According to the World Health Organization, smokers may be more susceptible to contracting the virus, but not because of the effects of smoking on the body. Smokers are likely to be more susceptible because they put something into their mouth with their hands that may be contaminated. This hand-to-mouth movement increases the likelihood of transmitting the virus.
Many people also often smoke in social situations, which can lead to an increased risk of transmission if the sharing occurs. For those who smoke medical marijuana, this social aspect is generally eliminated and therefore the risk of transmission is lower than for those who smoke cigarettes or recreational marijuana.
How could smoking affect COVID-19?
Since smoking medical marijuana increases the risk of infections and respiratory complications, if someone becomes infected with the virus, results may be worse. Smoking cannabis can damage the lungs, and since COVID-19 is a lung infection, it can lead to more severe symptoms. Some research has also shown that THC can potentially alter the effectiveness of the immune system, which could make it harder for someone to fight off a COVID-19 infection.
However, other studies have found conflicting results when it comes to cannabis and immunosuppression. Other research has also found that using CBD can actually reduce complications and severe symptoms in patients with COVID-19. However, the information is inconclusive and further study is needed to determine the accuracy of the study’s results. In the study, it was also not clear whether CBD was ingested through smoking.

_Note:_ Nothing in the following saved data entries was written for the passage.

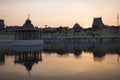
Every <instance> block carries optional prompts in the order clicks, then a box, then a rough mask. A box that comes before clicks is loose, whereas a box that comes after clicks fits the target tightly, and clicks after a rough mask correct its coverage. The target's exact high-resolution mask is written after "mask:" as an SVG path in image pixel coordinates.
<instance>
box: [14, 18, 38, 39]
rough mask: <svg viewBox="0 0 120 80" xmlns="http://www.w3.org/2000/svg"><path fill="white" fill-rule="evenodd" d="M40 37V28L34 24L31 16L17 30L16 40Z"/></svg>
mask: <svg viewBox="0 0 120 80" xmlns="http://www.w3.org/2000/svg"><path fill="white" fill-rule="evenodd" d="M39 38H40V34H39V29H38V28H34V25H33V24H32V23H31V20H30V19H29V18H28V19H27V20H26V22H25V23H24V24H23V27H21V28H19V29H16V30H15V39H16V40H35V39H39Z"/></svg>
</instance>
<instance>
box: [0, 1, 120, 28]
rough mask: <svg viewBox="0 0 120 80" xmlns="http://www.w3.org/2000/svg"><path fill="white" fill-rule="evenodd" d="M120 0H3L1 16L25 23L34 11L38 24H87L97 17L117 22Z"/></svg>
mask: <svg viewBox="0 0 120 80" xmlns="http://www.w3.org/2000/svg"><path fill="white" fill-rule="evenodd" d="M117 13H120V0H0V19H4V20H5V24H6V25H9V26H10V25H11V26H14V25H19V26H22V25H23V24H24V22H25V20H26V19H27V17H28V14H30V19H31V21H32V23H33V24H34V26H38V27H44V25H48V26H51V27H58V26H69V27H72V26H73V25H74V24H75V23H76V22H77V23H79V24H80V25H81V26H82V27H84V28H87V27H90V26H91V25H92V22H93V18H94V17H102V20H103V22H104V23H105V24H106V25H116V24H117V19H116V18H117Z"/></svg>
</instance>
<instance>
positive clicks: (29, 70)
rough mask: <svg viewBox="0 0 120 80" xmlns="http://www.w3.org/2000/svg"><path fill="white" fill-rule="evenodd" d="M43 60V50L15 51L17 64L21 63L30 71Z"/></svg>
mask: <svg viewBox="0 0 120 80" xmlns="http://www.w3.org/2000/svg"><path fill="white" fill-rule="evenodd" d="M39 61H40V62H41V61H42V54H41V52H15V61H14V63H15V64H21V65H24V66H25V67H26V69H27V70H28V71H30V70H31V69H32V66H33V65H34V64H38V62H39Z"/></svg>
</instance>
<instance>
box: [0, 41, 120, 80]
mask: <svg viewBox="0 0 120 80" xmlns="http://www.w3.org/2000/svg"><path fill="white" fill-rule="evenodd" d="M56 55H57V56H56ZM108 55H109V56H108ZM9 56H12V59H13V62H11V63H10V61H9V59H8V58H9ZM47 56H48V57H47ZM64 56H67V57H64ZM71 56H72V58H71ZM119 56H120V45H119V44H99V43H97V44H93V43H84V44H82V43H77V44H71V43H70V44H64V43H63V44H62V43H60V44H59V43H57V44H56V43H55V44H45V45H44V48H43V46H42V47H41V46H24V47H22V46H18V47H17V46H12V47H11V46H10V47H9V48H8V47H7V48H4V49H3V50H0V77H2V78H3V80H5V77H6V73H7V72H8V71H10V69H9V67H10V66H13V68H15V66H16V67H17V68H18V69H20V70H22V72H24V69H22V68H21V67H20V66H19V65H22V66H24V68H25V69H26V71H28V73H29V74H30V72H31V75H32V76H31V75H30V76H31V80H36V79H37V80H39V79H42V80H49V78H50V79H52V80H53V77H54V79H57V80H58V79H59V80H61V79H63V80H68V79H69V80H70V79H72V80H73V79H78V80H79V78H80V77H81V78H82V79H81V80H86V79H91V80H93V79H94V80H96V78H97V77H99V80H101V79H103V78H100V77H104V76H105V77H108V76H109V77H110V75H112V74H113V77H114V78H115V79H116V80H119V79H118V78H119V76H118V74H120V73H119V72H120V69H119V68H120V67H119ZM73 57H74V58H73ZM107 58H108V59H107ZM93 60H94V62H96V61H97V62H98V61H100V62H101V61H102V62H104V63H103V64H99V63H97V64H95V63H94V62H93ZM115 61H117V64H118V66H117V67H118V68H117V67H116V66H115V64H116V63H115ZM39 62H42V63H39ZM8 63H9V65H8ZM12 63H13V65H12ZM17 64H18V65H17ZM1 65H4V66H1ZM8 66H9V67H8ZM98 68H99V69H100V70H98ZM5 71H6V73H5ZM104 71H106V72H107V71H108V72H109V73H110V74H108V73H106V74H105V73H104ZM22 72H21V73H20V72H18V71H16V70H14V69H13V72H11V73H7V74H9V75H10V76H11V74H13V75H12V76H14V75H15V74H16V73H18V74H17V75H18V76H21V77H23V78H22V79H23V80H29V78H27V79H26V78H25V74H24V75H23V74H22ZM89 73H90V74H89ZM21 74H22V75H21ZM76 74H77V76H76V77H75V75H76ZM92 74H93V75H92ZM103 74H105V75H104V76H103ZM71 75H72V76H71ZM97 75H99V76H97ZM7 76H8V75H7ZM51 76H52V78H51ZM61 76H63V77H61ZM65 76H67V78H64V77H65ZM91 76H92V78H90V77H91ZM34 77H35V78H34ZM73 77H74V78H73ZM109 77H108V78H109ZM113 77H111V78H113ZM18 79H20V78H18ZM0 80H1V78H0ZM10 80H13V79H12V78H10ZM14 80H15V79H14ZM103 80H106V78H104V79H103Z"/></svg>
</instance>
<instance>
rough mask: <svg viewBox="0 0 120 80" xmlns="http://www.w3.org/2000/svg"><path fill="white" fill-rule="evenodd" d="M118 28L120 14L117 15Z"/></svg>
mask: <svg viewBox="0 0 120 80" xmlns="http://www.w3.org/2000/svg"><path fill="white" fill-rule="evenodd" d="M117 26H119V13H117Z"/></svg>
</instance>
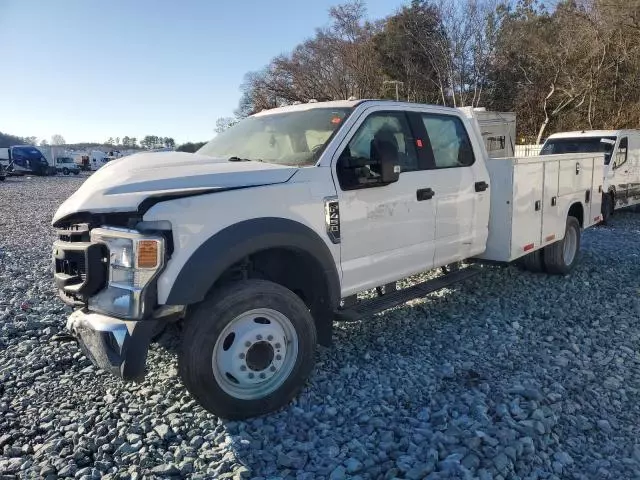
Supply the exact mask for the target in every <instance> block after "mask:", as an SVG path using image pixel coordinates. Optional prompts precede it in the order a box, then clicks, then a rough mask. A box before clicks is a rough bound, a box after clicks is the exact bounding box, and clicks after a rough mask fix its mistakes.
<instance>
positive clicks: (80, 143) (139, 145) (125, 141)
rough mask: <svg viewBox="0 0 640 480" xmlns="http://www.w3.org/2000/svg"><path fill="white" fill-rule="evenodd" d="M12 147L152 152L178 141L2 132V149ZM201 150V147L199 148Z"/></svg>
mask: <svg viewBox="0 0 640 480" xmlns="http://www.w3.org/2000/svg"><path fill="white" fill-rule="evenodd" d="M12 145H40V146H42V147H44V146H48V145H56V146H64V147H67V148H77V149H83V148H111V149H113V148H126V149H145V150H152V149H156V148H176V141H175V140H174V139H173V138H171V137H161V136H158V135H146V136H145V137H144V138H143V139H142V140H140V141H138V139H137V138H136V137H129V136H124V137H122V138H120V137H109V138H108V139H107V140H106V141H105V142H104V143H97V142H80V143H73V144H70V143H67V142H66V141H65V139H64V137H63V136H62V135H60V134H55V135H52V136H51V139H50V140H47V139H46V138H42V139H40V141H38V137H20V136H16V135H10V134H8V133H2V132H0V148H6V147H10V146H12ZM191 145H193V144H191V143H186V144H184V146H185V148H186V149H187V151H188V150H189V149H190V146H191ZM198 148H199V147H198Z"/></svg>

Alternative MMJ dosing methods
Using medical marijuana via smoking may be the first choice for ingestion for some patients. Given the lung health implications and considering the COVID-19 pandemic, some may want to change how they perceive MMJ. The good news is that there are many dosage methods out there for those in need of medical marijuana to cope with their chronic conditions.
The first alternative that is most similar to smoking is vaporization. The process is similar, but when using a vaporizer, steam is inhaled instead of smoke. However, it’s not clear whether or not steam is a healthy alternative to smoking in this case.
Image by Sarah Takforyan via Unsplash: Medical marijuana has many dosage methods, including edible gums.
Non-inhalation methods, which can be a good option for those looking to change their dosing method, include eating MMJ, topical application, or oils. Edible medical marijuana can be ingested through various types of foods, such as gum drops or baked goods. Topical marijuana delivers the dose by applying it to the skin, and oils are absorbed by placing the appropriate dose under the tongue until it dissolves in the mouth.
Each method has different waiting times to feel its effects. For example, someone who smokes medical marijuana will likely feel the effects minutes after ingestion, while an edible dose can last up to two hours.
During the COVID-19 pandemic, many people may want to do everything possible for their health to ensure that if they contract the virus, they have a chance to fully recover. For those who use medical marijuana, it means sticking to course in your treatment and opting for a different dosing method if you are concerned about the risks smoking can cause.